En effet, la première Note Technique explicitait l'ensemble des méthodes utilisées au GEPAN pour
l'analyse, la classification et le codage des documents de témoignages d'observations et discutait les
problèmes nés des choix faits dans ces domaines. La première Note d'Information présentait un
travail effectué et publié en URSS, travail d'études statistiques d'un ensemble d'observations faites
dans ce pays.
Nous avions alors signalé l'intérêt qu'il pouvait y avoir à comparer des études statistiques similaires
faites sur des fichiers de contenus indépendants ( par le lieu, l'époque, … ). C'est pourquoi nous
présentons maintenant l'image statistique du fichier construit à partir des procès verbaux de la
Gendarmerie nationale française, jusqu' en 1978, ainsi qu'un traitement de comparaison avec
d'autres fichiers français, soviétiques et américains.

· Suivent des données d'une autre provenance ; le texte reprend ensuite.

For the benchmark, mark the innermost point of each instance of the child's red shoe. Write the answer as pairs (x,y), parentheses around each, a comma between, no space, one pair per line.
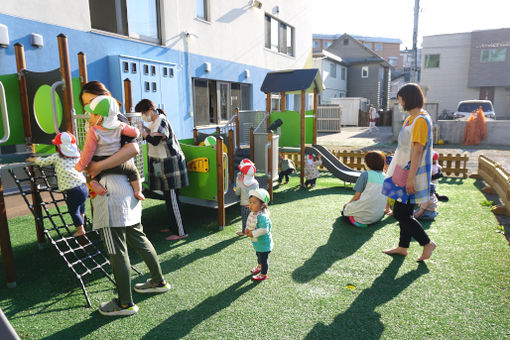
(259,277)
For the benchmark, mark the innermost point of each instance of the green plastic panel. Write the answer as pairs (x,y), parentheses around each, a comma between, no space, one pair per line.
(291,127)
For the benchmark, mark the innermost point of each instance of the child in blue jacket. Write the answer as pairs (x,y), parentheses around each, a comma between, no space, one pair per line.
(258,228)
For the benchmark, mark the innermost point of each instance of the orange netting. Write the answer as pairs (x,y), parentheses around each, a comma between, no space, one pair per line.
(476,128)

Il ne s'agit encore là que d'une approche partielle. D'autres études et méthodes statistiques plus
élaborées seront développées ultérieurement, comme il est expliqué en conclusion du présent travail.
Enfin rappelons que l'approche statistique n'est qu'un volet de recherche parmi d'autres. En
particulier, on pourra trouver dans les Notes Techniques à venir, quelques études de cas dont les
rapports sont actuellement en préparation.
ETUDE COMPARATIVE
DES RÉSULTATS STATISTIQUES ÉLÉMENTAIRES
RELATIFS AUX OBSERVATIONS
DE PHÉNOMÈNES AÉROSPATIAUX NON IDENTIFIÉS
- par Philippe BESSE -
A partir des procès-verbaux établis par la Gendarmerie nationale, a été constitué un fichier contenant
actuellement 188 observations classées, après expertise, dans la rubrique "D" * :
"rapports pour lesquels il n'est pas possible, malgré les détails décrits, d'identifier le phénomène observé".
On se propose alors, dans une première étape, de décrire de façon élémentaire, le contenu de ce
fichier en utilisant au mieux les possibilités du codage de ce fichier ( version 4 - cf. [Duv 79] )
pour compléter l'étude de [Leg 79], et comparer les résultats à ceux obtenus pour d'autres fichiers ( [Poh 76]
, [GMP 79] et [Hen 79] ).
* : Sur un ensemble de 700 procès-verbaux examinés, environ.
1.1. REMARQUES GENERALES
L'utilisation d'outils statistiques pour l'étude des phénomènes aérospatiaux non identifiés, a déjà
suscité de nombreuses critiques ( [Pou 75], [Tou 75], [Hen 79] ... ). Ainsi, nécessitant un codage des
données et travaillant sur des histogrammes, moyennes, corrélations, ... ils imposent une perte
sévère de l'information contenue dans la masse des rapports. Mais, ce moyen d'étude, dont le but est
de mettre en évidence des propriétés du ou des phénomènes, parait indispensable ( cf [Hen 79J , p.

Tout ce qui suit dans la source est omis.